Inside DuckDB: Columnar Storage and Vectorized Execution

TL;DR

DuckDB is an embeddable OLAP database that combines the PAX columnar storage layout with a vectorized execution engine, powered by Morsel-Driven parallelism for fast analytical queries.

Three-Layer Architecture

┌─────────────────────────────────────┐
│       Morsel-Driven Parallelism     │
│  ┌─────────┐ ┌─────────┐           │
│  │ Thread 1│ │ Thread 2│ ...       │
│  └────┬────┘ └────┬────┘           │
│       │           │                 │
│  ┌────▼───────────▼────┐           │
│  │  Vectorized Executor  │          │
│  │  (Vector Size = 2048)│           │
│  └──────────┬──────────┘           │
│             │                       │
│  ┌──────────▼──────────┐           │
│  │  PAX Columnar Layout │           │
│  └─────────────────────┘           │
└─────────────────────────────────────┘

PAX (Partition Attributes Across) Layout

DuckDB does not use pure columnar storage (DSM). Instead, it uses PAX: each Row Group is organized column-wise internally:

Row Group (122,880 rows)
┌──────────────────────────────────────┐
│ Column Chunk 1 (trip_id):            │
│ [val1, val2, ..., val122880]         │
├──────────────────────────────────────┤
│ Column Chunk 2 (timestamp):          │
│ [ts1, ts2, ..., ts122880]            │
├──────────────────────────────────────┤
│ Column Chunk 3 (amount):             │
│ [amt1, amt2, ..., amt122880]         │
└──────────────────────────────────────┘

Why PAX over Pure Columnar?

DSM (Decomposed Storage Model): one file per column → multi-column queries need multiple IOs
NSM (N-ary Storage Model): row-wise → scan drags in unused columns
PAX: the sweet spot — columns are contiguous within each Row Group → single IO for multiple columns

Vectorized Execution

DuckDB processes 2048 rows at a time (STANDARD_VECTOR_SIZE), rather than row-by-row:

Volcano (row-at-a-time):
  for row in table:
    col_a = row.a        ← function call × N
    col_b = row.b
    result = col_a + col_b

Vectorized (DuckDB):
  vector_a = table.a[0:2048]          ← single function call
  vector_b = table.b[0:2048]
  result = vector_add(vector_a, vector_b)  ← SIMD accelerated

Benefits:

Fewer virtual function calls (1 per 2048 rows vs 1 per row)
CPU cache-friendly (batch data stays in L1/L2)
Leverages SIMD (SSE/AVX) for bulk computation

Morsel-Driven Parallelism

// Data is partitioned into Morsels at execution time
// Each Morsel contains ~thousands of rows, dynamically assigned to threads

while (true) {
    auto morsel = pipeline->GetNextMorsel();
    if (!morsel) break;  // no more data
    ExecuteOperator(morsel);  // run on current thread
}

Unlike partition-based parallelism (each thread gets a fixed region), Morsel-Driven scheduling naturally handles data skew.
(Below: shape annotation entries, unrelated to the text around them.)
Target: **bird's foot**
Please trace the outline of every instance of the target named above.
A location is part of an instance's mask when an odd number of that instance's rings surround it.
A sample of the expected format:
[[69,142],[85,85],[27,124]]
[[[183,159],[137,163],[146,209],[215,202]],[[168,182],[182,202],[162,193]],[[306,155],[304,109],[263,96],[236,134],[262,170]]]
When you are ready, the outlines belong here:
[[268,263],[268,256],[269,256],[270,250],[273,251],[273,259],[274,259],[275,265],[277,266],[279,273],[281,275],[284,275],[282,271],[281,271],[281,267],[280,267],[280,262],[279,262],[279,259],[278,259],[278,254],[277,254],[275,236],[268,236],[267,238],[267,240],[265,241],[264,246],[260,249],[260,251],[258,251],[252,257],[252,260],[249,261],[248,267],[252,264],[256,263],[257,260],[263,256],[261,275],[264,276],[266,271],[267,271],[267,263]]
Performance Characteristics

Workload	DuckDB Advantage
Full table scan	Columnar scan, skip unused columns
Aggregation	SIMD-accelerated, vectorized batch aggregation
Join	Morsel-Parallel Hash Join
In-process analytics	Zero config, embedded deployment

Summary

DuckDB’s PAX columnar storage + vectorized execution + Morsel parallelism achieves near-large-OLAP performance in an embedded footprint. For data analysis and ETL, it’s the OLAP counterpart to what SQLite does for OLTP.